What Tiger Woods did Sunday at the Doral Golf Resort and Spa in Miami brought back memories for many who watched his first ascension to the No. 1 ranking in the world. It also revived a recurring nightmare for those who fell victim to his dominance during much of a five-year reign at the top.
By winning the $5.5 million Ford Championship in a riveting final-round shootout with rival Phil Mickelson, Woods reclaimed the position he had held for 264 consecutive weeks before losing it in September to Vijay Singh. It was the 42nd PGA Tour win for Woods, with the promise of more to come.
The stretch of 13 months that Woods went without winning anything but last year's World Match Play Championship ended quietly in November with an eight-stroke victory in Japan. Woods won his own silly season event in December and again at the Buick Invitational in January.
But it was his performance on the famous Blue Monster, particularly in rounds of 63 and 66 last weekend, that served notice Woods, 29, is ready to add to the record he set last year of 332 combined weeks of ranking as the best player in the world.
"The ranking will take care of itself with wins," Woods said shortly after he beat Mickelson by a stroke. "I said that from the very beginning. That's how I got there. That's how Vijay got there, that's how Double-D [David Duval] got there. It's nothing but winning golf tournaments."
Winning got him back to No. 1, but what got Woods back to winning is the result of rebuilding his swing for the second time in the past seven years.
The changes were made in the last year under respected teacher Hank Haney, the longtime coach of Woods' close friend and mentor, Mark O'Meara. The simplest way to describe the changes is to say that Woods, in most instances, has a more compact, controlled swing.

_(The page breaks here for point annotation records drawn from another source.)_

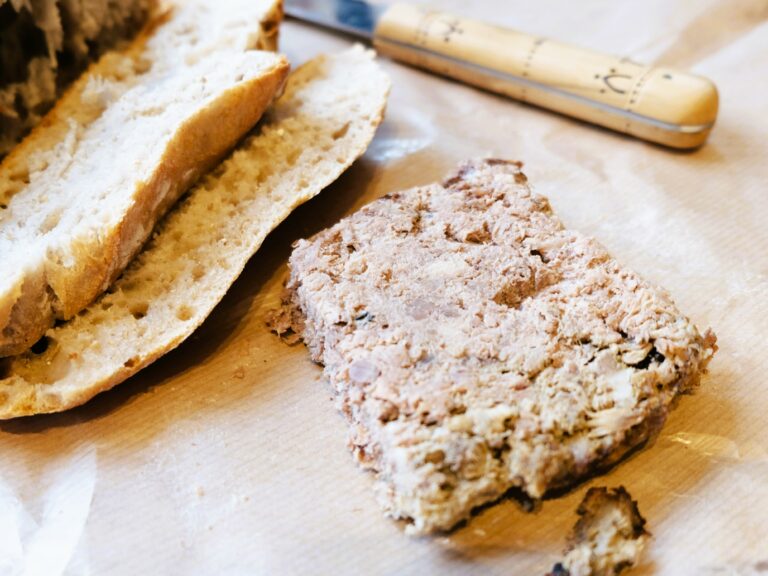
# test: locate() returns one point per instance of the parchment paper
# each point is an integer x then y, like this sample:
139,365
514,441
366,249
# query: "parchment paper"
228,457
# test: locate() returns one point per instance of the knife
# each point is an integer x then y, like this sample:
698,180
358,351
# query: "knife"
658,104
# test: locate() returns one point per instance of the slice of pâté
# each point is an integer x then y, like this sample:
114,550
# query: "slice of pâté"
476,345
608,537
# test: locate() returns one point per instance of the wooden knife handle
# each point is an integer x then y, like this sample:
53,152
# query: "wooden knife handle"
661,105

"Sometimes, you just feel like you need to head into a different direction in order to get better," Woods said at the recent Accenture Match Play Championship in Carlsbad, Calif., where he lost in the second round. "We've seen guys do it before in the past.
"[Nick] Faldo made that drastic change back in his day and had wonderful success, and you've seen other guys do it. But learning to do different things with the golf swing, the plane and release ... are new to me. I feel like I've got a better grasp of what to do on the golf course at all times."
Many had pointed to Woods' breakup with longtime teacher Butch Harmon shortly after the 2002 British Open as the start of his troubles. After winning 27 of 52 Tour events and seven of 11 majors, including four straight between the 2000 U.S. Open and 2001 Masters, Woods slipped noticeably.
Except for a second-place finish in the 2002 PGA Championship, Woods was rarely in the hunt at majors the past two years, and his winless streak in the four Grand Slam events grew to 10. He was passed by Singh as well as by Ernie Els in the world rankings.
"Even where I was going through that stretch when I was playing good golf for five or six years, there were days when I hit it god-awful," said Woods, whose fourth place on last year's PGA Tour money list was his lowest finish since 1998.
Woods had gone through a major overhaul of his swing shortly after his record-setting, history-making victory at the 1997 Masters, when at 21 he became the first player of color to win a major championship and broke the tournament scoring mark in the process.
Having successfully changed his swing once, Woods knew he could do it again.
"I think learning different shots with Butch and different philosophies has made me a better player overall than if I would have just done this with Hank from the get-go, because I've got so many different ways of playing the game when things aren't going right," said Woods.
Faldo, who underwent a radical swing change under David Leadbetter at a similar age, said recently that the "four majors he [Woods] won in a row is not that long ago and he had a great swing and everything. If Tiger really believes he can be better than he was in 2000, everyone is in serious trouble."
The swing changes and shot-making approach are not the only major alterations for Woods.
Since getting married in October, Woods appears more relaxed. Though he still tosses clubs away in disgust - as he did when he chunked a pitch into a bunker on the 16th hole Sunday - he seems more in control of his emotions and more comfortable with his fellow players, the media, fans and himself.
"When you feel like it's all coming together, like we're seeing with the success he's having, it puts you in a state of ease," said Mark Steinberg, Woods' agent at IMG since 1998. "He feels good about that, and feels good about all the aspects of his life. He's very much at peace right now."
Unlike the first time he got to No. 1, when Woods overtook Duval in the summer of 1999, this time seems as if he's worked harder and is more appreciative of what the ranking means.
"The first time I got there, it was exciting because I've never been there before, and it was something I really wanted to happen, especially when I broke the record for being the youngest ever to do that, that's kind of a cool thing." said Woods.
"This time around, I've learned from that experience, what does it take to get there in the first place. It takes winning. You can't go out there and finish top 10 every week. You have to pull in W's to get to No. 1 in the world. I did that in late '96, early '97 and then back again in '99."
Note: The final-round showdown Sunday between Woods and Mickelson attracted the largest television audience for the annual tournament at Doral since Greg Norman won there in 1990. According to NBC, it drew a 5.9 share (a little more than 6 million viewers), representing an 84 percent increase over last year and a largest audience than either last year's PGA Championship or British Open.